# Center caps for stock rims?



## Arthurni (Feb 14, 2018)

Hey there,

I have these on my Cruze that came with it when I bought it used.







I love them, well until recently. Something in the last week or two has caused the front left one to rattle when driving. I checked all the little clips and even swapped it out with a known non rattling one from another tire. It still rattles which leads me to believe its something with the fitment of my rim. Oh well, they are plastic covers, no worries, except they act as center cap dust covers for the hub bolt and I cant seem a place to find ones for the stock rims. Anyone know where I can look? 

Thank you,
Arthurni


----------



## MP81 (Jul 20, 2015)

So they are hubcaps over steel wheels? Mine used to "clack" all the time on my Cobalt until I took them off. 

I can't say they make a center cap for the steelies.


----------



## Taxman (Aug 10, 2017)

You're talking about these?
https://www.ebay.com/itm/322530737438

Would these work?
https://www.ebay.com/itm/123227630172


----------



## Arthurni (Feb 14, 2018)

MP81 said:


> So they are hubcaps over steel wheels? Mine used to "clack" all the time on my Cobalt until I took them off.
> 
> I can't say they make a center cap for the steelies.

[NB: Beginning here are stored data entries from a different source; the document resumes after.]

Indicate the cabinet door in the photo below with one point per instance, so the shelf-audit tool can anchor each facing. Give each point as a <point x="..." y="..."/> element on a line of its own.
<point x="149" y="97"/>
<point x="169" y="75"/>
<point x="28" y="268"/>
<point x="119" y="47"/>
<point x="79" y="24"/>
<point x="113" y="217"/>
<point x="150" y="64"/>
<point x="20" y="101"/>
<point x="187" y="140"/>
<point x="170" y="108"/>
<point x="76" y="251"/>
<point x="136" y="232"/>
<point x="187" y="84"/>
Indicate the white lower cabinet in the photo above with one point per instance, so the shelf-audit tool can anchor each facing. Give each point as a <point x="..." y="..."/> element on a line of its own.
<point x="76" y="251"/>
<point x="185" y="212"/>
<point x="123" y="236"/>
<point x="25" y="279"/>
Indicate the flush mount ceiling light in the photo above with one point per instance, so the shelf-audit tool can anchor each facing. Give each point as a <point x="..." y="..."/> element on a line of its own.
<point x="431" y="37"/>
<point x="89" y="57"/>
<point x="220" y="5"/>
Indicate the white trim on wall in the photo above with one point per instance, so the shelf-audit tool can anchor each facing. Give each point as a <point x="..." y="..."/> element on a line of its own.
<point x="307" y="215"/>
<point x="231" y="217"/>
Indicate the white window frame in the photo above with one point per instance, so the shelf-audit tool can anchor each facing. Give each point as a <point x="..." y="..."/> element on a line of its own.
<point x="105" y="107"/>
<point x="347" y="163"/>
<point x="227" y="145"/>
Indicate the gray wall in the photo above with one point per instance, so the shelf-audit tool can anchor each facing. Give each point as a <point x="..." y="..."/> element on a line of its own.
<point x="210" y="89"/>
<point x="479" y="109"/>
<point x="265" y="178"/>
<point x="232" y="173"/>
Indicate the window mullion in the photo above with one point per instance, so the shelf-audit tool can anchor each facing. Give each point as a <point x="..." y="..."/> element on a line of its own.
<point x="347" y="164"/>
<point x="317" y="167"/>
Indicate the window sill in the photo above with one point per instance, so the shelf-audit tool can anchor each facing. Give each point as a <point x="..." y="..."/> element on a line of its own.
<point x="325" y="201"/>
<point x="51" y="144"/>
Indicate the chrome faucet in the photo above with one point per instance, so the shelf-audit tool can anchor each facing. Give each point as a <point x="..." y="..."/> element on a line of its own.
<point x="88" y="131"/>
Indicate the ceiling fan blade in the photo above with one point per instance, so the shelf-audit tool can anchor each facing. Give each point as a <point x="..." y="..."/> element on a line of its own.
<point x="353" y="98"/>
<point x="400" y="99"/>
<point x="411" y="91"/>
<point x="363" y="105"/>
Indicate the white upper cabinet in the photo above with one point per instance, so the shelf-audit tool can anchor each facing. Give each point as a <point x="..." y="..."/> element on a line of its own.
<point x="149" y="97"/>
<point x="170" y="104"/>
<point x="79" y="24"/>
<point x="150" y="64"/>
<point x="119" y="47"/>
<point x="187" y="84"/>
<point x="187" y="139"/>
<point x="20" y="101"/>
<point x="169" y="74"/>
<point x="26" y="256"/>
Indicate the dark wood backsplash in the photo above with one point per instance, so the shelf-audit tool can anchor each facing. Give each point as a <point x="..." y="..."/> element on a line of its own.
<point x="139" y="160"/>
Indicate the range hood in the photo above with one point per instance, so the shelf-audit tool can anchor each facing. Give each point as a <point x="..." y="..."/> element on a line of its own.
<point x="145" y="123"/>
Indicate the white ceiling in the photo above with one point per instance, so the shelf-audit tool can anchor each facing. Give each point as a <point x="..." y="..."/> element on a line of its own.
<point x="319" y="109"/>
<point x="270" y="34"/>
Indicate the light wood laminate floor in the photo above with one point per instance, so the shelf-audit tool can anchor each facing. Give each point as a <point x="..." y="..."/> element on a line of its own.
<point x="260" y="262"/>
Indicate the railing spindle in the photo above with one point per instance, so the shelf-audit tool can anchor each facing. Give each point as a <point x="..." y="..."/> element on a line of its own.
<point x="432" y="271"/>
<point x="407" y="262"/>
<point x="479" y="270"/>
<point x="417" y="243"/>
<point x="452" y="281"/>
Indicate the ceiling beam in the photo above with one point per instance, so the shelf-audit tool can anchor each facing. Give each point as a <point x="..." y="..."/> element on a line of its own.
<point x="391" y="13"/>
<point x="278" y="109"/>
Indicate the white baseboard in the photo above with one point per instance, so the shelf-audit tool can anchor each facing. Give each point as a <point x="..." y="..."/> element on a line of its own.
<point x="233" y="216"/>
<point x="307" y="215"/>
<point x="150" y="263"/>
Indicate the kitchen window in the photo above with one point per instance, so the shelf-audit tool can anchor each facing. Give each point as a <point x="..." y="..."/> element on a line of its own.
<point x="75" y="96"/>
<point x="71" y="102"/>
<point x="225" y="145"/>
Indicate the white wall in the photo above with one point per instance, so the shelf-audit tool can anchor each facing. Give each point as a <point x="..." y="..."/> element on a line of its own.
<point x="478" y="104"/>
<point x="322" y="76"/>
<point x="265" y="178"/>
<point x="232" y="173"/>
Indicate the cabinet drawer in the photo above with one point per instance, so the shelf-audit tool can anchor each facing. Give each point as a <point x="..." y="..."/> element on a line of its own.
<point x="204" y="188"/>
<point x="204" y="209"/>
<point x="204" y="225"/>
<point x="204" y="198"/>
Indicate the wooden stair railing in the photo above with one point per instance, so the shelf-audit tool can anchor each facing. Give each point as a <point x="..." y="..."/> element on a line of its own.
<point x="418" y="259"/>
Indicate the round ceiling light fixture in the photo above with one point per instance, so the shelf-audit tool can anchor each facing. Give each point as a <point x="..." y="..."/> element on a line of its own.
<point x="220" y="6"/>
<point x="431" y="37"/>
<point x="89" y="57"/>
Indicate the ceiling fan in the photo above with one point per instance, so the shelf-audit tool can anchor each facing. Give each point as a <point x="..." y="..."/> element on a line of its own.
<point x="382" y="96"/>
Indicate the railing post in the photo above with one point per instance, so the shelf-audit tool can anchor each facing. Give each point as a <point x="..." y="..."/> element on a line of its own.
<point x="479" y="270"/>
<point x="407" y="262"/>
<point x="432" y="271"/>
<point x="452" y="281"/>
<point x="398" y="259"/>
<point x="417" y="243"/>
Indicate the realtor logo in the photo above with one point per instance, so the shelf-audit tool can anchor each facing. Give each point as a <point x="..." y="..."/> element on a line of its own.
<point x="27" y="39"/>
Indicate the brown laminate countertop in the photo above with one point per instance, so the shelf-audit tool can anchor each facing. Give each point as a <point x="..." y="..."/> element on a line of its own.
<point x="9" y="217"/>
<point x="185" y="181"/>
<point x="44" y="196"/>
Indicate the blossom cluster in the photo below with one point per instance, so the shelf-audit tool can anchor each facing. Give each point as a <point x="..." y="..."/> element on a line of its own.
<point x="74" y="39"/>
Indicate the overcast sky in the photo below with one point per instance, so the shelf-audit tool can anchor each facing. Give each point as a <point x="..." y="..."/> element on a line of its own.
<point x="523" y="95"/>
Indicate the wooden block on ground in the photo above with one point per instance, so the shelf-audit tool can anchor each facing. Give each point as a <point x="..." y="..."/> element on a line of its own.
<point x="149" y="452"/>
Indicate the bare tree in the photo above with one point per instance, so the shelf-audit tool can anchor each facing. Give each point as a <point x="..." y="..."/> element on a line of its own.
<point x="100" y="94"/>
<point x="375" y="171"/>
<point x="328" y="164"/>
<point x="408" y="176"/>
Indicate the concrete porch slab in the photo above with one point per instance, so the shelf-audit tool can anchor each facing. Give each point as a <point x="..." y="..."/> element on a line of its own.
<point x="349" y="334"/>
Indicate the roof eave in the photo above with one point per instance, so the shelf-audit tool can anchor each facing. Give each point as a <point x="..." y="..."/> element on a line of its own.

No they are stock rims with these covers on them. I like the look but have to take them off to get the wheels off, and they clack when driving. They act as the center cap though so can't leave them off without getting center caps.


----------



## Arthurni (Feb 14, 2018)

Taxman said:


> You're talking about these?
> https://www.ebay.com/itm/322530737438
> 
> Would these work?
> https://www.ebay.com/itm/123227630172


In theory yes, thank you! I need to measure the diameter now that I see they aren't a standard size.


----------



## Arthurni (Feb 14, 2018)

This is with them off.


----------



## Arthurni (Feb 14, 2018)

In case anyone is wondering who also has these, I found out that the center caps actually do pop out of the black covers with a little force. Well I feel a little silly, thank you everyone for your help.


----------



## MP81 (Jul 20, 2015)

Oh! Those are the regular rims - interesting they put black covers over them...guess I've never seen that wheel in black. 

Glad you figured it out, though.


----------